Lincoln Socialist Party member Nick posted an article on the group’s website which criticises the actions of the LUC with regards to the public sector strike on 30th November (available HERE). We would like to take this opportunity to respond to these criticisms, as we feel we have been portrayed unfairly and inaccurately.
Firstly, Nick claims that the LUC ‘criticised the role of the Lincoln & District Trades Union Council’ and the decision to hold a march and rally after the morning’s picketing on 30th November (N30). This is due to a misunderstanding on Nick’s part of an article about the N30 strikes which was published in the LUC’s newsletter The Lucky Devil (available HERE). The article offered a light-hearted criticism of the monotony of protests in Lincoln (we know them, we’ve done them, we’ve seen it before) and the decision to hold an indoor rally. The N30 march was a very good one. With over 800 people taking part, it was by far the biggest demonstration Lincoln has seen in a long time and LUC members very much enjoyed taking part in it. We were certainly not criticising the decision to hold a march. However, we still retain our position that marches alone do not achieve much at all and that other methods should be actively discussed and encouraged in order for the movement to progress effectively. As far as the rally is concerned, as we encourage greater resistance methods on top of strike action and protest marches, we do not feel an indoor rally tucked away from the public is an effective tool to promote such ideas.
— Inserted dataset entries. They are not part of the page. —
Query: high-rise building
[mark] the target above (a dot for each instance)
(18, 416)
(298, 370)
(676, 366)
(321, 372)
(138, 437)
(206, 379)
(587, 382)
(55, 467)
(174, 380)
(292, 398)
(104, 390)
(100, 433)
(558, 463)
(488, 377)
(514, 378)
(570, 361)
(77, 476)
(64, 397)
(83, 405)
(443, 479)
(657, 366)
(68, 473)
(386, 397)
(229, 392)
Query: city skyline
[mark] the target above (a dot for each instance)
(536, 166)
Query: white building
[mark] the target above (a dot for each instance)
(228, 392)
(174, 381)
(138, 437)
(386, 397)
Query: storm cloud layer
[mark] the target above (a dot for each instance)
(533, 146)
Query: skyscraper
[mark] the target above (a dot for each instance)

In addition, the article suggests that the LUC ‘fails to understand the importance of holding a show of collective strength’. This is simply not true. As class-struggle anarchists, we have always emphasised the importance of mass collective action on wide scale to actively use collective strength rather than just showing it, as well as employing additional supportive solidarity actions.
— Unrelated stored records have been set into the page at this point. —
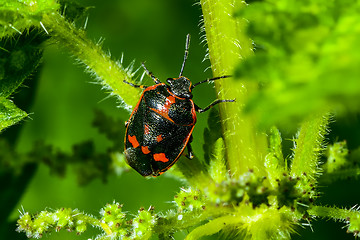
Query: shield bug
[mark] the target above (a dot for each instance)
(161, 124)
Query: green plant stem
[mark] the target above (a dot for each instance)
(228, 44)
(107, 70)
(309, 146)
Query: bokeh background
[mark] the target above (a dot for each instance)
(66, 97)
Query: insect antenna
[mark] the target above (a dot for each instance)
(187, 44)
(209, 80)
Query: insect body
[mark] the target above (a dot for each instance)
(162, 122)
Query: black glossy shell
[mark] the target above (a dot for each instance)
(158, 130)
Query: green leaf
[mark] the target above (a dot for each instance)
(9, 113)
(306, 59)
(16, 16)
(19, 57)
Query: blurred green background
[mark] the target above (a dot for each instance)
(63, 111)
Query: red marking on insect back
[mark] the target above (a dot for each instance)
(145, 149)
(146, 129)
(160, 157)
(159, 138)
(170, 100)
(133, 141)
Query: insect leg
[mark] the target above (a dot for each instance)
(201, 110)
(156, 80)
(187, 44)
(134, 85)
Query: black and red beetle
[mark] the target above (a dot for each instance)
(162, 122)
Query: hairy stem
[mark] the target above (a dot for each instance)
(228, 44)
(309, 146)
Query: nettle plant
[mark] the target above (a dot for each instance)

Whilst we’re on the subject of solidarity actions, the article fails to acknowledge such actions carried out by LUC members on the day. Working alongside other groups and individuals as part of the Lincoln Solidarity Network (LincSol), we put colossal amounts of time, effort and resources into preparing food and hot drinks to take round to picket lines and serve outside the rally by way of directly offering active support to those on strike. We visited many picket lines and were received with much gratitude by striking workers, who thanked us for our support. We also distributed flyers and posters in advance of N30 detailing anarchist solidarity and support for the actions (available HERE). We feel it unfair that Nick would not even acknowledge this in spite of his criticisms. We will post a full report of our N30 actions in the near future.
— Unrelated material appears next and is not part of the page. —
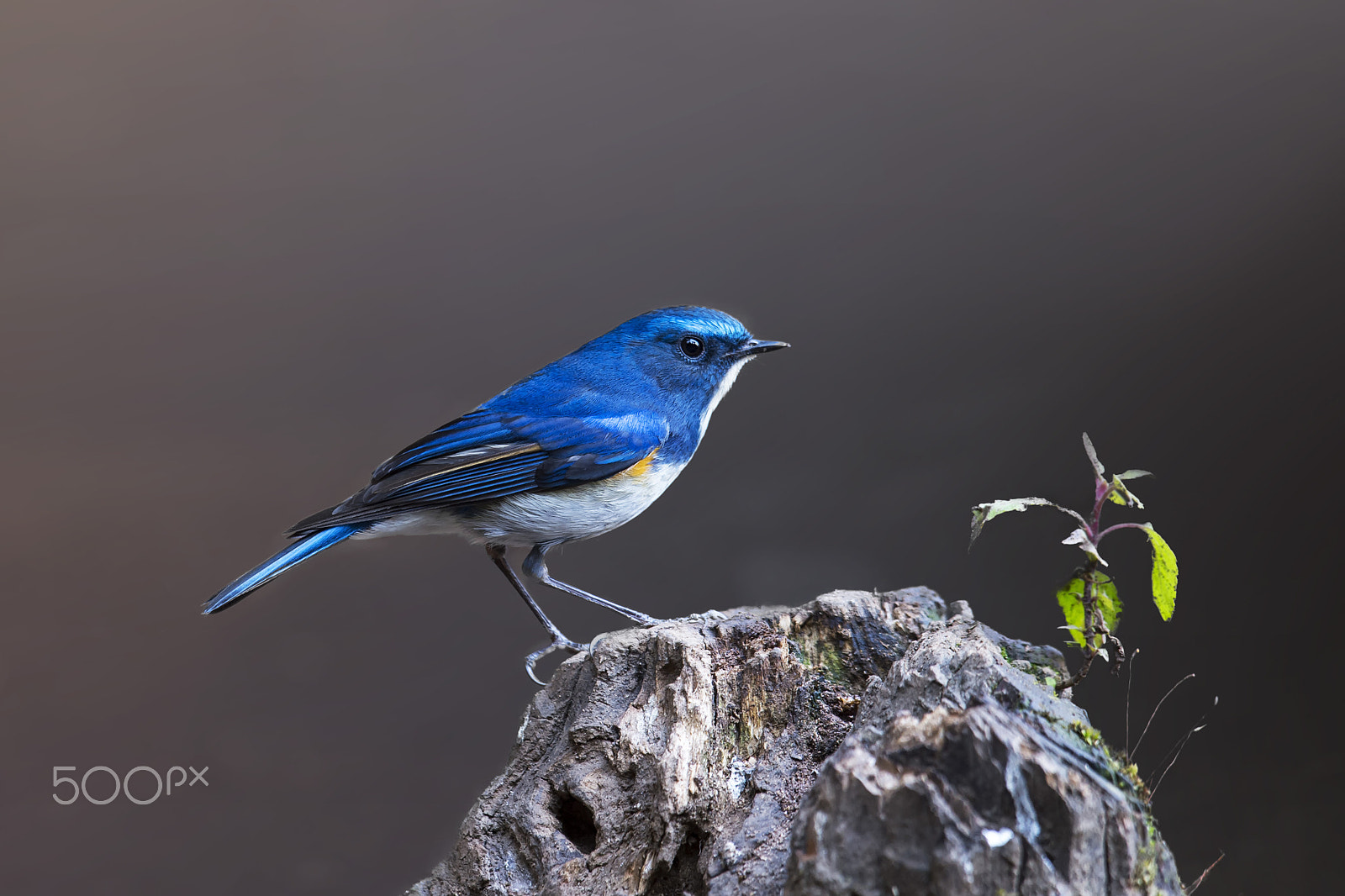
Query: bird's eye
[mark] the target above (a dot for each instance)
(692, 346)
Another accusation made was that we take an ‘abstentionist’ position towards political representation for working people, and that this ‘lets the leadership of the Labour Party off the hook’ at a time when there is a call for ‘political leaders who will back the strikers’. This is purely an ideological difference that the LUC and the Socialist Party will never agree on. We promote self-organisation, not just amongst workers but other groups as well (the unemployed, communities etc.) and the idea that the working class should take control of it’s own struggle, rather than looking to leaders or ‘representatives’ to do it for them. We have always been deeply critical of the Labour Party leadership and argue that they do not represent the interests of the working class anyway. We contest that rather than leaving the movement with ‘one hand tied behind it’s back’, as the article suggests, we actually promote an essential idea in workers’ self-determination which can only result in a much more effective struggle which is not stifled by the bureaucracy of party politics.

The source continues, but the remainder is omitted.